Dass die Saison der SG BBM Bietigheim im deutschen Unterhaus noch regulär zu Ende gespielt werden kann, wird immer unwahrscheinlicher.

Während das Leben in Deutschland seit Mittwoch wieder eingeschränkt ist, darf der Profisport wie gehabt weitermachen. Nach Informationen der Sportschau lief der Sport bei der Bund-Länder-Konferenz am Sonntag unter dem Radar und war kein Thema. Damit bleibt in den Ländern die Beschlussfassung vom 2. November in Kraft, dass unter Ausschluss der Öffentlichkeit weiter gespielt werden darf. Gejubelt haben dürften bei der Entscheidung der Politik natürlich auch die Verantwortlichen der Handball-Bundesliga (HBL), die aufgrund zahlreicher coronabedingter Spielabsagen ohnehin schon erhebliche Probleme bei der Planung der restlichen Saison haben.

24 Spiele ausgefallen

„Die Luft wird immer dünner“, hatte HBL-Präsident Uwe Schwenker deshalb auch bereits vor wenigen Tagen den Kieler Nachrichten gesagt. Doch im Vergleich zur Zweiten Bundesliga steht das Oberhaus, auf das sich Schwenker im Interview in erster Linie bezogen hatte, noch gut da. Satte 24 Spiele in der 2. HBL fielen aus. Lediglich fünf Partien waren bis zum Wochenende nachgespielt worden. Zuletzt meldete der DJK Rimpar Wölfe mehrere Coronafälle, weshalb die nächsten drei Partien der Wölfe ins Wasser fallen. „Natürlich hat uns die schlechte Nachricht aus Rimpar das Wochenende verhagelt. Uwe Schwenker hat recht, wenn er sagt, dass die Luft dünner wird. Dazu reicht ein Blick auf die derzeitige Gesamtlage“, sagt auch HBL2-Sprecher Oliver Lücke auf Nachfrage der Bietigheimer Zeitung.
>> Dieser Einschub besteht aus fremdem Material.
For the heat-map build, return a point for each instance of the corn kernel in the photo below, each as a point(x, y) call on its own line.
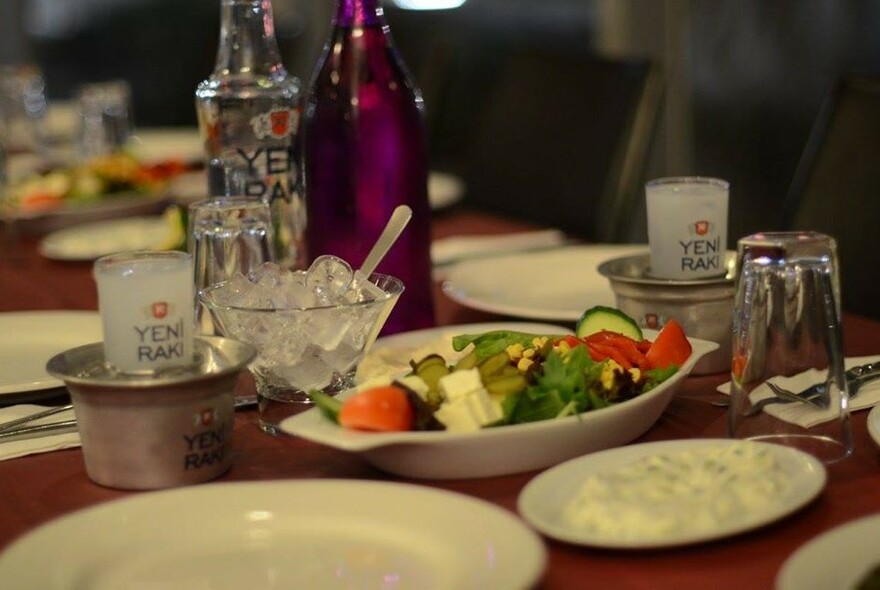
point(514, 351)
point(524, 364)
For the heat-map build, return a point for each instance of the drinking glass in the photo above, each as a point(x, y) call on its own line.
point(146, 302)
point(24, 106)
point(227, 235)
point(687, 227)
point(106, 121)
point(787, 332)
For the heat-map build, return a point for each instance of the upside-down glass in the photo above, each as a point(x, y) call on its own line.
point(303, 349)
point(227, 235)
point(787, 329)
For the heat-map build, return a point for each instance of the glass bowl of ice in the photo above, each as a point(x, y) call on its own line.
point(311, 328)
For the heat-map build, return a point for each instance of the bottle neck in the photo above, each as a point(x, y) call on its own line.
point(358, 13)
point(247, 39)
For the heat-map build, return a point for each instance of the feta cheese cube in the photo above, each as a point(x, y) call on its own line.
point(459, 384)
point(457, 417)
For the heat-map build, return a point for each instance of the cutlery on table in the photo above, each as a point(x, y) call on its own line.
point(21, 429)
point(855, 378)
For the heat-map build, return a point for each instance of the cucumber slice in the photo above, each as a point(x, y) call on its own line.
point(600, 318)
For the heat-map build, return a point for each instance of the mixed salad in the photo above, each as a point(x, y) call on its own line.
point(99, 178)
point(510, 377)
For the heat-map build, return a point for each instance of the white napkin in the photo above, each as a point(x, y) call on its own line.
point(807, 415)
point(454, 248)
point(31, 446)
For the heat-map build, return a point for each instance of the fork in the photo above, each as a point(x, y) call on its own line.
point(811, 394)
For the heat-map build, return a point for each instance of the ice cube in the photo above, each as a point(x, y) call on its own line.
point(311, 372)
point(329, 278)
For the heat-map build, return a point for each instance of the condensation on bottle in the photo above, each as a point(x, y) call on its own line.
point(249, 110)
point(366, 152)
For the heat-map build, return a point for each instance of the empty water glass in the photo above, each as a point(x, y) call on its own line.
point(787, 333)
point(23, 106)
point(106, 121)
point(227, 236)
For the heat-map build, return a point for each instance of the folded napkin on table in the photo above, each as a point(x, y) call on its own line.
point(807, 415)
point(454, 248)
point(30, 446)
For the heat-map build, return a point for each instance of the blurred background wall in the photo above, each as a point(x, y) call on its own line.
point(743, 79)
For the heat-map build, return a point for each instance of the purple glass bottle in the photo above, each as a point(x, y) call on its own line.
point(365, 152)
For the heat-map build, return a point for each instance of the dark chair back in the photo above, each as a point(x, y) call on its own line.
point(563, 140)
point(836, 187)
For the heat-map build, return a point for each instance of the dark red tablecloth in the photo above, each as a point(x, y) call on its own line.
point(36, 489)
SG BBM besonders betroffen

Besonders von den Ausfällen betroffen ist die SG BBM Bietigheim. Erst sieben Saisonspiele hat der Tabellendritte der Vorsaison einschließlich der Nachholpartie vom Mittwochabend gegen den VfL Lübeck-Schwartau bislang bestritten. Kein Team hat weniger. Zum Vergleich: Der Dessau-Rosslauer HV hat bereits zwölf Begegnungen absolviert. Und dennoch gibt sich Lücke zumindest öffentlich optimistisch, dass die Spielzeit noch regulär beendet werden kann: „Wir halten es nach wie vor für möglich, dass es uns gelingen kann, alle Spiele dieser außergewöhnlichen Saison bis Ende Juni des nächsten Jahres zu absolvieren.“

Entscheidend werde dabei sein, „wie umfangreich die 2. HBL in den kommenden Wochen von weiteren Infektionen betroffen sein wird. Dies haben wir zumindest ein Stück weit in eigenen Händen. Wir müssen jetzt alles daran setzen, dass sich jeder einzelne direkt Beteiligte sich sehr genau an geltende Bestimmungen, insbesondere an unser detailliertes Hygienekonzept hält. Wenn wir das nicht tun, ist unser Spielplan wie ein nasses Stück Seife“, so Lücke, der dennoch für den Fall der Fälle auch einen Plan B in der Tasche haben will: „Zu einem Krisenmanagement gehört es auch, alternative Szenarien zu erarbeiten. Dies tun wir auch für die Fortsetzung der Spielzeit nach Ende der WM-Pause. Die Empfehlung der AG-Spielbetrieb hat beispielsweise dazu beigetragen, das wir uns entschlossen haben, den Spielbetrieb unabhängig von Zuschauern zunächst bis Weihnachten fortzusetzen“.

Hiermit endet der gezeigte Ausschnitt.